20Aug

On August 5 2015, the Financial Conduct Authority (FCA) announced that it had refused an application made by Belfast-based M8 Rates Loans Limited to act as a consumer credit lender. The FCA had previously issued a Warning Notice expressing its concerns about the application, and inviting the firm to make representations. When no representations were received, it published a Final Notice regarding the refusal of the application. The deadline for appealing the FCA’s judgement to the Upper Tribunal has also passed.

M8 had held interim permission from the FCA from April 1 2014. The application for full permission has been refused due to issues regarding the documentation supplied with the firm’s application, and concerns over the competence of its sole director, Neil Green.

Issues the FCA has with M8’s application include:

• The example credit agreement provided did not contain all the information required under the Consumer Credit (Agreements) Regulations 2010
• No procedure for dealing with customers in arrears was provided
• No clear indication of how vulnerable customers would be identified was provided
• No application was made for any individual to carry out the post of Money Laundering Reporting Officer. This role is a requirement for all authorised firms
• Mr Green has no previous financial services experience, and other than conducting reading and research in his own time, has not committed to any formal training
• The application indicates that the firm has failed to understand the meaning of ‘approved persons’, confusing this term with potential customers
• The application incorrectly stated that the firm intended to engage an appointed representative, indicating that it had misunderstood the meaning of this term
• Examples of promotional material stated that the firm was authorised by both the FCA and Office of Fair Trading (OFT), did not contain a representative APR and only described the benefits of the relevant products and not the risks and downsides. The OFT in fact ceased to exist in April 2014, so it is not possible to be authorised by both bodies

Firms still preparing their consumer credit applications should take note of the reasons why this application was refused, and ensure that their applications fully address all of these issues.

According to FCA figures summarising the authorisations process, up until March 31 2015 only 18 firms saw their applications refused. 775 firms initially made an application but then withdrew it. However, over 90% of applicant firms applying within each authorisation period ended up becoming authorised.

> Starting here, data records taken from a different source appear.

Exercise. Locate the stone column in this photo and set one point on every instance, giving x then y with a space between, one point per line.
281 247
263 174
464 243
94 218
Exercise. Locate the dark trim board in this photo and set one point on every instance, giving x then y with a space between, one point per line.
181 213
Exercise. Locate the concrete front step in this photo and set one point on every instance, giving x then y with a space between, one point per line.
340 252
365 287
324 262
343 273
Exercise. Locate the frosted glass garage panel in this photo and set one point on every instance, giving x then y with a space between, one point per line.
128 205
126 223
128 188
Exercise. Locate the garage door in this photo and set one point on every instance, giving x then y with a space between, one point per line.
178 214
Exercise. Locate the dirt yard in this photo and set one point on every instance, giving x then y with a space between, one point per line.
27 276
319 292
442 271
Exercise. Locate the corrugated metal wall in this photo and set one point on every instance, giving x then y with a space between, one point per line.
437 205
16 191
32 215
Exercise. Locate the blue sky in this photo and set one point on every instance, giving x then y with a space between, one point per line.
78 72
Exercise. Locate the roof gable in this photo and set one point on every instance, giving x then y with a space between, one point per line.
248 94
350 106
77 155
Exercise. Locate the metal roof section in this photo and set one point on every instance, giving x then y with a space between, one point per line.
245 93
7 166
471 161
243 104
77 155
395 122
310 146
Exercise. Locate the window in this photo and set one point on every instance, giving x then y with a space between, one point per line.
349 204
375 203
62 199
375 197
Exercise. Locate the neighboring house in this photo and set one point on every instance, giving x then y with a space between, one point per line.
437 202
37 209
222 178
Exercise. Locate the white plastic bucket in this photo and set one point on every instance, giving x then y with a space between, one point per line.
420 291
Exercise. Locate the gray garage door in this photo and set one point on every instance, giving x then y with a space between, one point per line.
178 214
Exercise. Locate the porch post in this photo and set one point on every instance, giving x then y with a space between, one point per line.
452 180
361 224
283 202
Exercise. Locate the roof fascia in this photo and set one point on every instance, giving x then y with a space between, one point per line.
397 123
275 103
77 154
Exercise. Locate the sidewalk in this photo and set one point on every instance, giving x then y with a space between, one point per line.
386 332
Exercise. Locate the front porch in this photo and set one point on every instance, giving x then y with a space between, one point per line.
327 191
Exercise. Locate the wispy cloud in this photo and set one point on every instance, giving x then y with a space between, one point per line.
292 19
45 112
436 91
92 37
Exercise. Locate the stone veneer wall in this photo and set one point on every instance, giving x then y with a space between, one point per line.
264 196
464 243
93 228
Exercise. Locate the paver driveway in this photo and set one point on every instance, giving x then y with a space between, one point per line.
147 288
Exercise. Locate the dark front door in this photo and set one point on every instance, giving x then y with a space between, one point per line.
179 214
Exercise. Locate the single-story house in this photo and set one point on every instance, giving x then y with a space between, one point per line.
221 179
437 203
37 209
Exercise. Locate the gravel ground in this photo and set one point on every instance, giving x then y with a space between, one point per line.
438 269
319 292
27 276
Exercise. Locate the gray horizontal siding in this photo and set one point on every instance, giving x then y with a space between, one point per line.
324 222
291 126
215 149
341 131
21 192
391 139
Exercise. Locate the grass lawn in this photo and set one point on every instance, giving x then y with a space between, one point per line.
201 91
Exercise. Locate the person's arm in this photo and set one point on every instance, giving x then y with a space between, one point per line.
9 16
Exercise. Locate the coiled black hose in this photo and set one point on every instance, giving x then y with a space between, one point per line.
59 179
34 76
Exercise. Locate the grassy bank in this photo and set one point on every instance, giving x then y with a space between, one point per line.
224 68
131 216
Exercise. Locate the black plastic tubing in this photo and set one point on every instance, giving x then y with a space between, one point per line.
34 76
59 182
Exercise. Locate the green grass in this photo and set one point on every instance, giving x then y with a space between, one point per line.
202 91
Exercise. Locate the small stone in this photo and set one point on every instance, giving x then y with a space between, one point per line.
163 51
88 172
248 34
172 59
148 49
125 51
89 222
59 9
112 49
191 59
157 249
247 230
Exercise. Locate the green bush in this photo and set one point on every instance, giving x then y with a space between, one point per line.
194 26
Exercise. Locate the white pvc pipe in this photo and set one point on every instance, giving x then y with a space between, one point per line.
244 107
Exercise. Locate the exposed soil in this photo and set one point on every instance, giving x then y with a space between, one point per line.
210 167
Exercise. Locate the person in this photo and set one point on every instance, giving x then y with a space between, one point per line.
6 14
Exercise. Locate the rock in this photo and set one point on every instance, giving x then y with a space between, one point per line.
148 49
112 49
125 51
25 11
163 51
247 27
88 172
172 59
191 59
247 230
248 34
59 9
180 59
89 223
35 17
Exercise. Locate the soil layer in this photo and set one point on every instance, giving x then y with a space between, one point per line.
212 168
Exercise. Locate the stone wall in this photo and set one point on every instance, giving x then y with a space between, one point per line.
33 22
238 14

All consumer credit firms who are yet to submit their authorisation application need to make sure they know when their allocated application period is. They also need to ensure that they are totally clear as to whether they can apply for limited permission, or whether full permission will be required. An important consideration here is to carefully study the specific criteria lenders and brokers must meet in order to qualify for limited permission.

Then firms need to ensure they start preparing the required financial and non-financial information well in advance of the time they need to apply.

The information shown in this article was correct at the time of publication. Articles are not routinely reviewed and as such are not updated. Please be aware the facts, circumstances or legal position may change after publication of the article.